Summer heat

Louisiana’s summer season is a time of fun and relaxation for many but can turn deadly as temperatures and humidity soar.

Each year more than 600 people die from extreme heat throughout the United States, according to statistics from the Centers for Disease Control and Prevention (CDC). Even more will suffer from heat related illnesses.

But, people do not have to be part of the statistics if he or she takes measures to stay cool, remain hydrated and keep informed.

The main items affecting a person’s ability to cool during extremely hot weather are:

* High Humidity. When the humidity is high, sweat will not evaporate as quickly. This keeps your body from releasing heat as fast as it may need.

* Personal factors. Age, obesity, fever, dehydration, heart disease, mental illness, poor circulation, sunburn and prescription drug and alcohol use all can play a role in whether a person can cool off enough in very hot weather.

Those 65 or older, children younger than two and those with chronic diseases or mental illness are at highest risk from the heat.

People at greatest risk for heat-related illness can take the following protective actions to prevent illness or death:

* Stay in air-conditioned buildings as much as you can. Contact your local health department or locate an air-conditioned shelter in your area. Air-conditioning is the number one way to protect yourself against heat-related illness and death. If your home is not air-conditioned, reduce your risk for heat-related illness by spending time in public facilities that are air-conditioned and using air conditioning in vehicles.

* Do not rely on a fan as your main cooling device during an extreme heat event.

* Drink more water than usual and don’t wait until you’re thirsty to drink.

* Check on a friend or neighbor and have someone do the same for you.

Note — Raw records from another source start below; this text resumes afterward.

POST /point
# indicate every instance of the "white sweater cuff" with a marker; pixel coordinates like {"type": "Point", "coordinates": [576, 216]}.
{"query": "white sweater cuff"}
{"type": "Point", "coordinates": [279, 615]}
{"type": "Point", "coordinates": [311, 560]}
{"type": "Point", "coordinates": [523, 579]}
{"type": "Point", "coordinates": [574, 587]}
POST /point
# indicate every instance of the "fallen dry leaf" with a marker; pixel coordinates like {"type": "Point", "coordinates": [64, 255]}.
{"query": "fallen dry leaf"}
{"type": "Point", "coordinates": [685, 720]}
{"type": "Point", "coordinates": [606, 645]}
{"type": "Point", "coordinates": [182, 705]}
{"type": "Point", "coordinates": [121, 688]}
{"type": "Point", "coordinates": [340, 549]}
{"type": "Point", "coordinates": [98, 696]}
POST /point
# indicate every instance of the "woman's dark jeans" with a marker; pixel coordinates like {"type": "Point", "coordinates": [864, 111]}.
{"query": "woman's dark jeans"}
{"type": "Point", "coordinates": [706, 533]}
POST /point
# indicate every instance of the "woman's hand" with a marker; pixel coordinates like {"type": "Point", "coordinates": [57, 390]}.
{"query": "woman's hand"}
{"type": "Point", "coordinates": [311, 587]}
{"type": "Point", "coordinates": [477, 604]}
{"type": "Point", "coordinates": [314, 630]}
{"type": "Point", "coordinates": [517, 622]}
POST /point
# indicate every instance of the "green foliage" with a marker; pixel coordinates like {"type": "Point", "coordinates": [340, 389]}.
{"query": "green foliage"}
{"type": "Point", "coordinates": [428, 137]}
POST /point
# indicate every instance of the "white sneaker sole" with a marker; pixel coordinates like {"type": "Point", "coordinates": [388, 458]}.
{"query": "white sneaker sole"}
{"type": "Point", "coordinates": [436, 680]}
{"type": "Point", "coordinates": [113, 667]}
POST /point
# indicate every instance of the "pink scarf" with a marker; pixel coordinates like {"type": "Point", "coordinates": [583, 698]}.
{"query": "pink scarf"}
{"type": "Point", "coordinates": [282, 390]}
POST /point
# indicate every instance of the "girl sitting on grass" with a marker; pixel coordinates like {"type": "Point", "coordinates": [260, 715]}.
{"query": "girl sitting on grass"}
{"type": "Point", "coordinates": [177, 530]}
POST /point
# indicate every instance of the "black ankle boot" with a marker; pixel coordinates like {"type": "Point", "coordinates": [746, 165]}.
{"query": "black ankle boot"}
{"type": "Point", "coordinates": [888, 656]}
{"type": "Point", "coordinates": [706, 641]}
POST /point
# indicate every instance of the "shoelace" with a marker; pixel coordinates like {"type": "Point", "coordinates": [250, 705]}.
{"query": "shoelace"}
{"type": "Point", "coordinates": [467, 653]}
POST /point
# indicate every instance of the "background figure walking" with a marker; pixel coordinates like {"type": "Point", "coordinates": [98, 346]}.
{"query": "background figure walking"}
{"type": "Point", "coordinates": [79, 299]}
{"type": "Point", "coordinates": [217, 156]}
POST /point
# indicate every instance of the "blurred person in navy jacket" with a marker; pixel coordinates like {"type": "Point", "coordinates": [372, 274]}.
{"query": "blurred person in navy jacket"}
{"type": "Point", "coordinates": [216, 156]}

* Don’t use the stove or oven to cook—it will make you and your house hotter.

People without great risk should still take precautions while working or playing in the outdoors this summer. Like those with high risk, people should drink plenty of fluids. They should also wear loose, lightweight, light-colored clothing and sunscreen and take cool showers or baths to cool down.

Face masks and heat

If you thought it was uncomfortable wearing a mask while temperatures were on the rise this spring, get ready for summer.

According to an article published in WebMD, switching to a different mask might help during the high humidity and heat.

Keeping both your mouth and nose covered is important, said Dr. Waleed Javaid, director of infection prevention and control at Mount Sinai Downtown in New York City. Folks struggling with their mask in the heat might try switching to a lightweight one that's more breathable.

Since masks are now more readily available, your chances of finding the lighter weight surgical masks are better.

According to the report on WebMD:

"A light surgical mask probably does the trick with the least amount of discomfort,” Javaid said.

Another less known fact Vavaid mentions: “If the mask starts to get damp due to your sweat, the ability to keep out the coronavirus lessens.”